Asafa Powell wants to come out of retirement 

Clearly, Bermuda in May is not the occasion for such lofty goals, so Powell’s motivation for being here is part-athlete, part-ambassador while getting through the relay at 2.45pm with his body intact.

Asafa Powell wants to come out of retirement 
Powell

When Asafa Powell retired from top-flight athletics last November on turning 40, seemingly gone was the dream of going where no man had gone before — not even the showstopping Usain Bolt, his illustrious fellow Jamaican.

Spanish Town’s finest son had become tired of the gruelling training schedule which had punished his body over a largely successful 20-year career that has brought a host of trinkets, including Olympic gold and two world titles in the 4x100 metres relay.

He and his wife, Alyshia, have embarked on a successful business partnership in growing The Powells YouTube vlog, but there remains a significant itch to scratch — getting to a century of sub-10sec 100 metres races!

Stuck on 97 since September 1, 2016 — a 9.94sec in a Diamond League final at the Zürich Weltklasse meet in Switzerland was his last — Powell, who is on island to run in the relay at the USATF Bermuda Grand Prix today, expresses a new-found motivation to do the unthinkable.

For context, Kim Collins, of St Kitts & Nevis, is the only 40-year-old ever to run sub-10 when he achieved the feat with 9.93 in Germany in May 2016 — and he did so only once before retiring at the end of the 2018 season.

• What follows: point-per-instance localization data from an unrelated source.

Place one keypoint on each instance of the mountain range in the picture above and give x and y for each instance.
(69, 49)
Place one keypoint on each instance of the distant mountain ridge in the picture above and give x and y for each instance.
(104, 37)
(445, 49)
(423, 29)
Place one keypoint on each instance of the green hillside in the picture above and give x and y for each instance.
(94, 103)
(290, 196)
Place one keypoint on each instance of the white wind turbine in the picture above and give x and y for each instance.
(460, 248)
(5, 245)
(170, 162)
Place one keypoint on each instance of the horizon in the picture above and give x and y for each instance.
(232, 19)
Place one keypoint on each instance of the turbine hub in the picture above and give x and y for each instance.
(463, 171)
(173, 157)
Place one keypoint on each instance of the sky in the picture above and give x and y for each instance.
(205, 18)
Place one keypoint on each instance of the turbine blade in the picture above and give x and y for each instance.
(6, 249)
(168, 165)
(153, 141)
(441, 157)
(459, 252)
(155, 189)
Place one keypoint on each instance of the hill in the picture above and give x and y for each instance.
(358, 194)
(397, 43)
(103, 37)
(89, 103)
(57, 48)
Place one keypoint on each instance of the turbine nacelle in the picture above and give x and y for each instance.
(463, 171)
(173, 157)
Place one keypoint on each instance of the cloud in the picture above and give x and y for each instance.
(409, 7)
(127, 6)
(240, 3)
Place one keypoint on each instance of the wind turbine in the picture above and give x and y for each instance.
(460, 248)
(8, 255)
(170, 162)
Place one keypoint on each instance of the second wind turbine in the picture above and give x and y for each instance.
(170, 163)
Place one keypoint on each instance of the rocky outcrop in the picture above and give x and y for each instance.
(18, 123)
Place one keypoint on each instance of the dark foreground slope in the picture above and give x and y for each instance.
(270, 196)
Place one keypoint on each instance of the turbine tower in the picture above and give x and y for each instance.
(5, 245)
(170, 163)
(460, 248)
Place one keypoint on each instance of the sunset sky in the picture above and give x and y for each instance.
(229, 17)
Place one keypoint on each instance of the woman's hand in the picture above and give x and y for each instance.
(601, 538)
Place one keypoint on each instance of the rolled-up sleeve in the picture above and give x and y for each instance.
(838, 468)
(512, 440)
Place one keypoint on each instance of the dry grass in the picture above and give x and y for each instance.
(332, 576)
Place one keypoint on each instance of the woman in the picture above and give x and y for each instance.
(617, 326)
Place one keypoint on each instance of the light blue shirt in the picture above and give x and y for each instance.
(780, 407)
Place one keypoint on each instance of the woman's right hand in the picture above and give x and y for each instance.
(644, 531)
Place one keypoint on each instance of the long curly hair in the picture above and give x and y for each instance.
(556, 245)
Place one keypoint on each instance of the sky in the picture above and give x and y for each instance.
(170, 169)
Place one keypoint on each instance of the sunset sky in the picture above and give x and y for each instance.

“I’ve been back and forth thinking about if I should come back because I honestly miss the sport; I miss competing,” Powell told The Royal Gazette in an exclusive interview hours after arriving on the late flight from Miami.

“What I don't miss is training, but I’ve been doing a lot of training and I am still deciding if I want to touch back the track. I’m very motivated to come back, but it’s just really finding that energy that I need.

“I’m at 97 sub-10s. My main goal that I’ve always wanted to accomplish was to get 100 sub-10s. So to get back in the sport, that would be the focus — not to come and do anything special, like winning an Olympics or anything like that ... just to get some sub-10s.”

Clearly, Bermuda in May is not the occasion for such lofty goals, so Powell’s motivation for being here is part-athlete, part-ambassador while getting through the relay at 2.45pm with his body intact.

“It is really just to let my presence be felt,” the two-times former world record-holder said. “Just to come here and let the Bermudian crowd see me and get to experience what it’s like to see athletes like us on the track. All these years, we’ve been competing around the world, but we have never been to Bermuda. To come here for the first time is really exciting and I want to show Bermuda what athletes of my calibre do on the track, what we look like.”